When asked where people can get more information on the services involved or for people who would like to help out Frankie added,
“We have a very good website www.rdai.org and we are always looking for volunteers. We will be doing a demonstration on Saturday here at the Dublin Horse Show for anyone coming to the show.”
One of the organizers of the event, Taylor Vard from Horse Sport Ireland’s Show Jumping High Performance committee said:
“We are delighted to once again join forces with the RDAI to promote the work that they do and to give some of their members the chance to meet some of our top riders.

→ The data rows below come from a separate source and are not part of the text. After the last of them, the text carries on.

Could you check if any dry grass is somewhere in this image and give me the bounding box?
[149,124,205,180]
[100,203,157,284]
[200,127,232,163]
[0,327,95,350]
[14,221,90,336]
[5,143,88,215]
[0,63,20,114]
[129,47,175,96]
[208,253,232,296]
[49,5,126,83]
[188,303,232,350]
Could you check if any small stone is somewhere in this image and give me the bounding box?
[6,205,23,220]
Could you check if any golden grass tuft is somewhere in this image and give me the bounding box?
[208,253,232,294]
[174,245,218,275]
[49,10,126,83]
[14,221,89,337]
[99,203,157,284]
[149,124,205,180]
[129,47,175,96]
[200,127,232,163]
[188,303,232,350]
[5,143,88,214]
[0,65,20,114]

On behalf of the Horse Sport Ireland High Performance Committee, I would like to thank and number of people who helped this to be such a successful event – Charles Owen riding hats, Alpes D’ OR. Sams Cookies, Donal O’Beirne, Gerry Mullins, Cian O’Connor, Michael O’Donovan, Geraldine Allen, Danielle Santos, Tredstep Ireland, Sophie D’Alton and all the staff that helped at Horse Sport Ireland.”
About the Riding for the Disabled Association Ireland
The Riding for the Disabled Association Ireland (RDAI) is an Irish voluntary organisation which offers the opportunity of therapeutic and recreational Riding or Carriage Driving to any person with a physical or intellectual disability. More than 50 groups nationally provide weekly lessons, free of charge, to almost 700 disabled people.
Groups meet in working hours, using local equestrian centres with good wheelchair access and the availability of suitable horses and ponies, for the teaching of a sport on horseback to a disabled person. Each group has its own committee, which comprises of group organiser, riding instructor, therapist (where available), and a number of voluntary helpers.
The organisation just would not exist without its volunteers. RDAI values the tremendous voluntary commitment of over 600 people who help run the groups each week.
The aim of RDAI is to improve the general health and wellbeing, and broaden the social horizons of people with special needs in a fun and safe environment, thus empowering them to reach their maximum potential.
It has been scientifically proven that children and vulnerable adults who work closely with RDAI horses and volunteers benefit by improved fitness, mobility, balance and coordination, as well as self-esteem and social skills.